Thanks. Can you explain why you continue to solicit submissions for your review, and promise a 1-2 week turn around time, when it appears that the review process rarely occurs and many (if not most) submissions are not reviewed?
On Tue, Jul 29, 2014 at 9:42 AM, Aaron Halfaker aaron.halfaker@gmail.com wrote:
I don't believe there is any claim of authority for RCOM. At least I was not involved in making claims that it is required and I do not see it as such. In fact, I have argued in the past that studies run by Wikipedians won't gain much from the process[1]. However, I do recommend that academics -- especially those who do not otherwise engage with Wikipedians -- to work with an RCOM member to coordinate a review in order to ensure that you won't see massive push-back when you start recruiting on Wikipedia -- as studies tended to see when they were run before the process.
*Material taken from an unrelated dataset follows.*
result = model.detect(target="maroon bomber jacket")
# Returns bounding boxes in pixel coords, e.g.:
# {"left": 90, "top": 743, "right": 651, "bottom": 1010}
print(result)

https://meta.wikimedia.org/wiki/Grants_talk:IEG/Reimagining_Wikipedia_Mentor...
On Tue, Jul 29, 2014 at 8:35 AM, Nathan nawrich@gmail.com wrote:
Hi Aaron, what's the source of authority for RCOM (or its members acting independently) to perform a review procedure and claim it is required?
On Tue, Jul 29, 2014 at 9:27 AM, Aaron Halfaker <aaron.halfaker@gmail.com
wrote:
Re. RCOM and review processes, these are two different things. RCOM is an old, defunct WMF sanctioned working group of staff, researchers and Wikipedians. If we want to revive RCOM, it seems like this should be discussed in another thread.